Tout le monde n'est pas logé à la même enseigne. Sur les 10,34 millions de ménages français qui disposent d'un contrat de gaz, environ 60 % ont souscrit une offre indexée sur ce prix repère : pour eux, la hausse s'applique en totalité. Les 40 % restants, en offre à prix fixe, ne verront évoluer que la part liée à l'acheminement — le prix du gaz lui-même étant verrouillé jusqu'à l'échéance de leur contrat.
Pourquoi le prix du gaz augmente
La CRE avance plusieurs causes qui se cumulent. D'abord, les coûts d'approvisionnement se sont renchéris sur les marchés de gros, auxquels s'ajoutent la hausse des certificats d'économies d'énergie et des coûts commerciaux des fournisseurs. Ensuite, le tarif de distribution du gaz évolue au 1er juillet. Enfin, c'est à cette date qu'entre en vigueur la péréquation gazière : un tarif de réseau désormais unique sur tout le territoire, qui harmonise ce que paient les foyers desservis par GRDF et ceux qui dépendent des régies locales.
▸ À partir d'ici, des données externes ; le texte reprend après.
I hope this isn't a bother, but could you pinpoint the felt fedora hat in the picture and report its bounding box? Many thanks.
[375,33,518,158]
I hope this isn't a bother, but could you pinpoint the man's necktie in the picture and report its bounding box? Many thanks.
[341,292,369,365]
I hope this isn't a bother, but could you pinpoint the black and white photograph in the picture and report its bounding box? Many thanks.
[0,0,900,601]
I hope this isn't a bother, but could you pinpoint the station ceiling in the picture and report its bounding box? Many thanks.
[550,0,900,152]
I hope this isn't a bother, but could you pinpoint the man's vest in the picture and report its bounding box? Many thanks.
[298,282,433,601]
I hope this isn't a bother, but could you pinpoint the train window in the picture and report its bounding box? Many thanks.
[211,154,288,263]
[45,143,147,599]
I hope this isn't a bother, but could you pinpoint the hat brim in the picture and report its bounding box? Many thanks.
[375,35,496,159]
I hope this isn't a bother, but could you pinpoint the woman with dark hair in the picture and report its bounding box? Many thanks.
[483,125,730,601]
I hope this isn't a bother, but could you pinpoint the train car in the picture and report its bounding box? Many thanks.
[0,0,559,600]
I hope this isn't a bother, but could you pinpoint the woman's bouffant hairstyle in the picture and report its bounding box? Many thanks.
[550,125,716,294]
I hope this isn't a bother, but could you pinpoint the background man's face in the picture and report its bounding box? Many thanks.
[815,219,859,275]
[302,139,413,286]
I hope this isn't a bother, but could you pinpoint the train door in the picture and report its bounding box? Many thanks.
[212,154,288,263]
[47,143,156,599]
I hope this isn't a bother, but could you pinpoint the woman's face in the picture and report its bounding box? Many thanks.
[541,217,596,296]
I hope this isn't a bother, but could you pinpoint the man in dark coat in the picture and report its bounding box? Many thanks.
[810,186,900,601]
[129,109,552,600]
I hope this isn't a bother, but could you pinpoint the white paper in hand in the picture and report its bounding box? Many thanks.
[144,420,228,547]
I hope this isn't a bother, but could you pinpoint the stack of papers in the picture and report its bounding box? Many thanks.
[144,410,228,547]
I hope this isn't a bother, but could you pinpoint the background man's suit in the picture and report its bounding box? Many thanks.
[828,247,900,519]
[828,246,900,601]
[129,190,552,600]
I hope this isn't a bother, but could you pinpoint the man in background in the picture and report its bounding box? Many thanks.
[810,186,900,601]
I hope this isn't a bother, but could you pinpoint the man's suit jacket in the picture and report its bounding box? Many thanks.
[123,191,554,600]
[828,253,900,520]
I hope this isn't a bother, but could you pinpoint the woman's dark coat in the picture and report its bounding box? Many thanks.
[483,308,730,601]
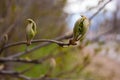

Ce que l'on peut faire côté facture
Le prix repère n'est pas un tarif réglementé — celui du gaz a disparu en juillet 2023 — mais une boussole publiée pour comparer les offres du marché. Un contrat indexé qui devient trop lourd peut se renégocier ou se remplacer par une offre à prix fixe, et plusieurs habitudes de consommation pèsent directement sur les volumes : nous avons détaillé sept leviers concrets pour alléger sa facture de gaz, du réglage de la chaudière au choix du contrat.
La boussole de la CRE, elle, redonnera sa mesure le mois prochain : le prix repère est recalculé chaque mois, à la hausse comme à la baisse.